To her, this was not her mother’s news to announce in that much detail. She understood her mom could say, “My daughter is getting married.” That part would have been normal. But sharing the date and making relatives feel invited before the couple had actually sent invitations felt like overstepping.
It also changed the moment she had been looking forward to.
The bride said part of her annoyance came from wanting relatives to receive a nice invitation in the mail. She was excited about that traditional piece of wedding planning — the cards, the fridge magnets or keepsakes, the wedding website links, the venue details, the little moment of opening something pretty and realizing you were invited.
Her mom’s phone calls took that away.
Now, when those relatives received the invitation, it would not be a true announcement. Some had already responded before seeing the actual invite.
That might seem small to someone who does not care much about invitations, but wedding planning is full of small moments that couples put money, time, and emotion into. If someone else jumps the line and announces details early, it can make the whole thing feel less like the couple’s event and more like a family gossip update.
The bride also pointed out that her mom was not paying for the wedding. Her only wedding-related expense would be sewing her own mother-of-the-bride outfit, which the bride described as basically the same kind of expense any guest would have.
That detail mattered because sometimes relatives feel entitled to more involvement when they are funding part of the event. In this case, the bride did not see any reason her mom should have felt free to share details or essentially invite people.
The conflict was not huge in the sense of screaming fights or canceled plans. The bride even said in the comments that she probably was not going to say anything to her mom. She did not think her mom would apologize or understand that it bothered her. She believed her mom would simply explain that she was excited, and that excitement would become the justification.
So the bride did not seem ready to start a major confrontation.
But she could not shake the annoyance.
That is a very specific wedding-planning frustration: the thing is already done, there is not much to fix, and saying something might create more stress than it solves. But the irritation still sits there because the moment was supposed to belong to the couple.

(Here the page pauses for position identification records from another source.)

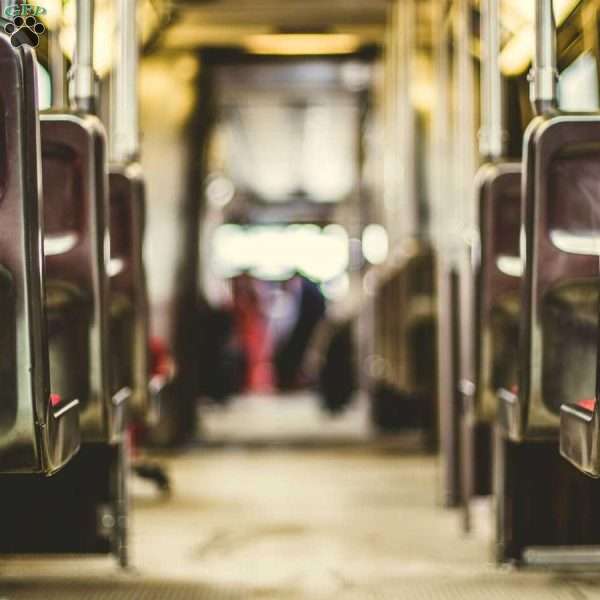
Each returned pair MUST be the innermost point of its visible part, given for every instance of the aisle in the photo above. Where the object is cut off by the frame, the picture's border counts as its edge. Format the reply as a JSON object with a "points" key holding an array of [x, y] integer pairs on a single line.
{"points": [[354, 523]]}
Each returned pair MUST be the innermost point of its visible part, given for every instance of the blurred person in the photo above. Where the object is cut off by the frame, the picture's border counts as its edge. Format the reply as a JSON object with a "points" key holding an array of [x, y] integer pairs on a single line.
{"points": [[291, 348], [251, 328]]}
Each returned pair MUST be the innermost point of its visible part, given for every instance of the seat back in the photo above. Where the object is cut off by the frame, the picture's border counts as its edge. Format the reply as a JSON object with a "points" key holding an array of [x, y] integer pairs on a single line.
{"points": [[77, 251], [498, 281], [559, 295], [128, 295], [39, 430]]}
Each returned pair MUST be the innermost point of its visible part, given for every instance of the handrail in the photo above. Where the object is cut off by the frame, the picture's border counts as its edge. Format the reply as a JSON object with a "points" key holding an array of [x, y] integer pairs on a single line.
{"points": [[543, 77]]}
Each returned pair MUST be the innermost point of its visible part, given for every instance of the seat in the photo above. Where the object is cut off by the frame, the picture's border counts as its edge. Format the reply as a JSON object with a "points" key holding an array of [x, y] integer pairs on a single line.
{"points": [[403, 372], [76, 248], [579, 435], [498, 280], [39, 413], [128, 295], [544, 507], [558, 331]]}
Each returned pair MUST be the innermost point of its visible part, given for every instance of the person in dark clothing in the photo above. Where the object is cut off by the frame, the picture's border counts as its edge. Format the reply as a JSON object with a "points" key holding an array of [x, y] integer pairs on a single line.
{"points": [[291, 350]]}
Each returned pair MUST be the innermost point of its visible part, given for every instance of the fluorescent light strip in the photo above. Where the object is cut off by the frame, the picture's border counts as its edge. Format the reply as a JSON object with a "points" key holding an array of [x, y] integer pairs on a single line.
{"points": [[302, 43]]}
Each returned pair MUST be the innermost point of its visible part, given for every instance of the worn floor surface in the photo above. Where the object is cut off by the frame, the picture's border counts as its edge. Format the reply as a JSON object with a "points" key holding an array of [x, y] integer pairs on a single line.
{"points": [[354, 521]]}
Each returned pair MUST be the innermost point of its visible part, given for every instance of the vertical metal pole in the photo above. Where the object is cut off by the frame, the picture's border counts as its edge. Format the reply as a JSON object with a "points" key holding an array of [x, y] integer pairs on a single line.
{"points": [[124, 118], [465, 151], [390, 138], [405, 122], [492, 136], [443, 239], [543, 77], [57, 67], [82, 88]]}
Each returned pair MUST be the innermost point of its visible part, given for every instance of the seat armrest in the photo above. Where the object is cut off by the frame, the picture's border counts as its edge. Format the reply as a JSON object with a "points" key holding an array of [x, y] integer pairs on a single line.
{"points": [[579, 436]]}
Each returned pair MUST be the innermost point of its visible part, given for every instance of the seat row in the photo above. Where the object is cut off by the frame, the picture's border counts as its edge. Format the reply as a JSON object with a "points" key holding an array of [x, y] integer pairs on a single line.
{"points": [[73, 340]]}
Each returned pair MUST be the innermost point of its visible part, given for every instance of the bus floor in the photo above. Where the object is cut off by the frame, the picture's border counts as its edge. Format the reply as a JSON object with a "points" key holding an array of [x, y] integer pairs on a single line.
{"points": [[345, 520]]}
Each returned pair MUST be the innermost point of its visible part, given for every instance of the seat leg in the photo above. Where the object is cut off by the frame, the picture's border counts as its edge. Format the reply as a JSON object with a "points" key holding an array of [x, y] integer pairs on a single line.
{"points": [[543, 504]]}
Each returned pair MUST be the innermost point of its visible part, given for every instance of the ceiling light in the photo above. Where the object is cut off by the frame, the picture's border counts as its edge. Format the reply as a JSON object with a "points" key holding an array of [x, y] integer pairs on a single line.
{"points": [[302, 43]]}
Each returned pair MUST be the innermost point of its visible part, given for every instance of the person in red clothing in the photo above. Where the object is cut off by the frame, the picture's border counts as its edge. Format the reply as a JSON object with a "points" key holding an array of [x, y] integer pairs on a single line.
{"points": [[253, 333]]}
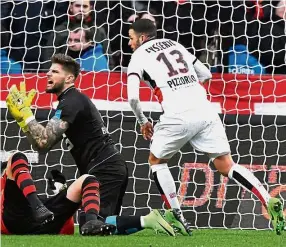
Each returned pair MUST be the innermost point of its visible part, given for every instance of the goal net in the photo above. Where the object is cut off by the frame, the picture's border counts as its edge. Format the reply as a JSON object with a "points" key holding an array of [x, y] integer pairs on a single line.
{"points": [[242, 42]]}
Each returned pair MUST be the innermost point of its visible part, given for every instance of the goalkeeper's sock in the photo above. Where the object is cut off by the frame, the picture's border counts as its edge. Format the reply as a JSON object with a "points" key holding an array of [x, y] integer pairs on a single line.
{"points": [[23, 179], [166, 185], [90, 198], [246, 178], [125, 224]]}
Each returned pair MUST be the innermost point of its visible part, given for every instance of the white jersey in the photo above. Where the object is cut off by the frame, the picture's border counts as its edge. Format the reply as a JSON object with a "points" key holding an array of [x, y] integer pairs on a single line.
{"points": [[173, 73]]}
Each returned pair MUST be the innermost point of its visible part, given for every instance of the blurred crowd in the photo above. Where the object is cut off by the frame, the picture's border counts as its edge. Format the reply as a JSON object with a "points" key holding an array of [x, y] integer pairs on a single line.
{"points": [[241, 37]]}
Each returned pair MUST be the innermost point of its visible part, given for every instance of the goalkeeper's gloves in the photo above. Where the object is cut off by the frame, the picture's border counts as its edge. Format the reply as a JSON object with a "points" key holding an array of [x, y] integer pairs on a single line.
{"points": [[57, 181], [18, 104]]}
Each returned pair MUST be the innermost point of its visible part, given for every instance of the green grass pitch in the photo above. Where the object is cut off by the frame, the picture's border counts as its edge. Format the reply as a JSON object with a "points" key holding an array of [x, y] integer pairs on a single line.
{"points": [[147, 238]]}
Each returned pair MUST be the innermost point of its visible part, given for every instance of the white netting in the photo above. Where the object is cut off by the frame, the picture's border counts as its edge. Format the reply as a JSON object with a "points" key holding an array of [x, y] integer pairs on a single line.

There was also a practical concern. If her mom told people who were not actually on the final guest list, that could create an awkward mess. Relatives might assume they were invited because they heard details directly from the mother of the bride. Then the couple could end up looking rude if those people did not receive invitations.
That is why the “she was just excited” explanation did not fully work. Excitement may explain why she did it, but it does not undo the social mess it could create.
By the end, the bride was not asking whether she should cut off her mom or blow up the family. She was simply asking if she was allowed to feel annoyed that her own wedding announcement had been taken out of her hands.
And honestly, yes. That is a fair thing to be annoyed about.
Commenters mostly told her she was not wrong for being irritated. Many said her mom may have been excited, but it still was not her place to share details and make relatives feel invited before the couple had sent anything.
Several people warned that the biggest issue was not the lost “surprise” of the invitation. It was the possibility that the mom had invited people who might not actually make the final guest list. That could force the bride and her partner into awkward conversations they never created.
A lot of commenters suggested putting her mom on an information diet going forward. If she could not keep quiet about the wedding date, she probably should not get early details about other plans.
Some commenters thought the bride was making it a bigger deal than necessary. They said family members often hear about wedding dates before invitations arrive, especially if travel plans are involved.
But even some of those commenters agreed that the mom should not have made it sound like people were officially invited.
The strongest advice was to let this one go if confronting her mom would not help, but learn from it. From now on, only tell mom details after the couple is ready for everyone else to know too.